There are a couple of workarounds for this.

  1. declare the sqlcmd variable in your deployment script and set its value to how the variable would look in the script. So in my simple example I have a variable called myVar so I set its value to "$(myVar)" like this:

    :setvar myVar "$(myVar)"
    
  2. Run the sqlcmd executable with variable substitution disabled from within SQL Server Management Studio. Placing two exclamation marks (!!) or (bang-bang) before commands in sqlcmd mode allows you to run that command as if from the command-line, eg

    !!sqlcmd -i "$(scriptpath)\temp.sql" -S.\sql2014 -x
    

Basically you are just replacing the :r for a !!sqlcmd and it should work.

HTH

3

If you want to do the same thing that you are attempting to do within Management Studio, I think the simplest approach is to write a very simple PowerShell script to run the same thing that goes through each file and then executes the file with SQL CMD.

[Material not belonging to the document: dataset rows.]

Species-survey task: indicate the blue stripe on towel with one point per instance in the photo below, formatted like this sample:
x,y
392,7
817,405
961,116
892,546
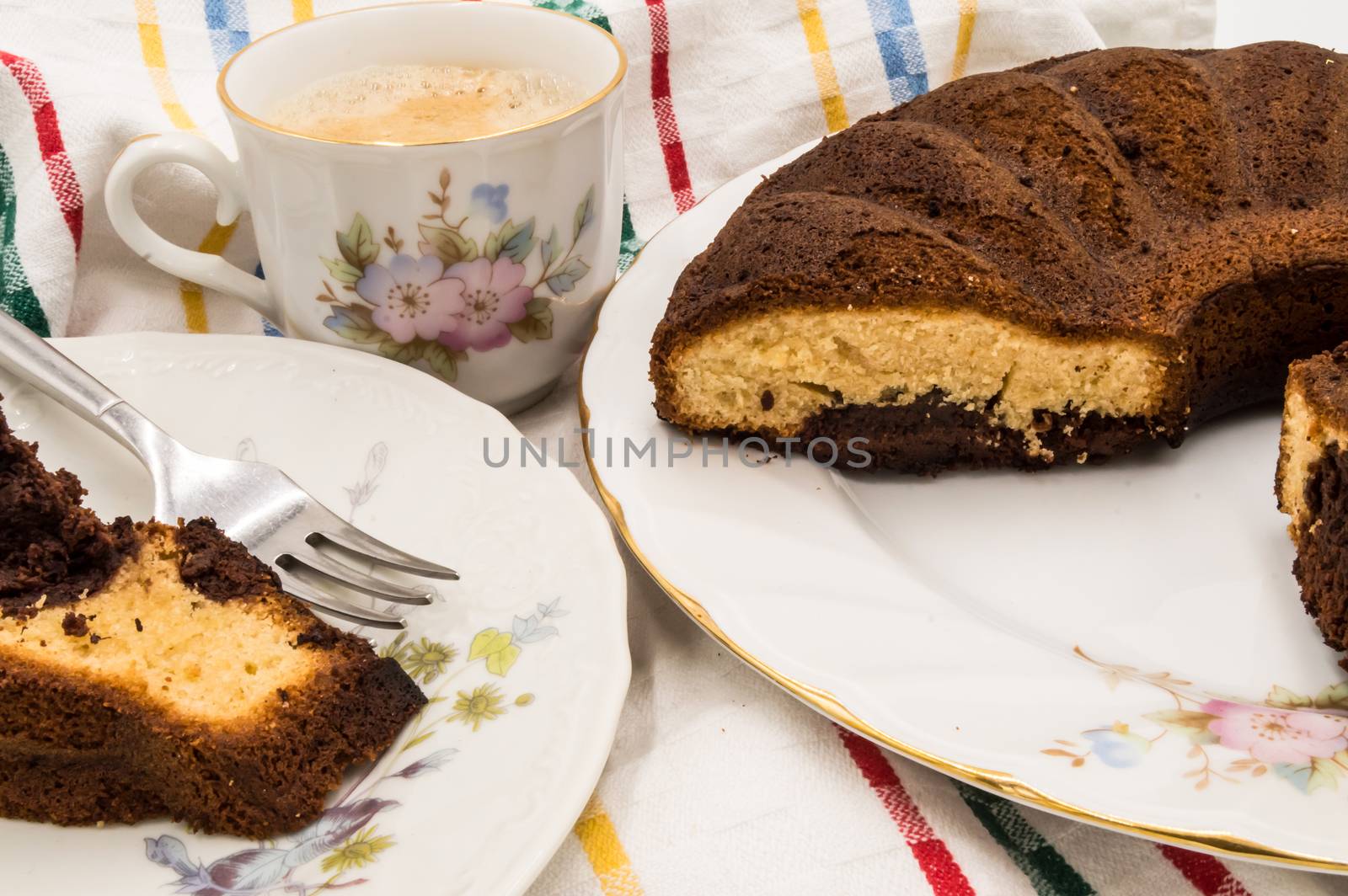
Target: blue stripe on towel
x,y
901,47
228,24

In my example, I have a directory named e:\test. I have a few .sql files in that directory and I want to execute them and disable variable substitution. To do that I would use the following script within powershell:

$Path = "e:\test"
$files = Get-ChildItem e:\test\*.sql
ForEach ($file in $files) { 
    Invoke-Sqlcmd -ServerInstance localhost -InputFile $file -DisableVariables
}

This obviously takes you out of Management Studio, but it should accomplish the task fairly easily and do so with variable substitution being disabled.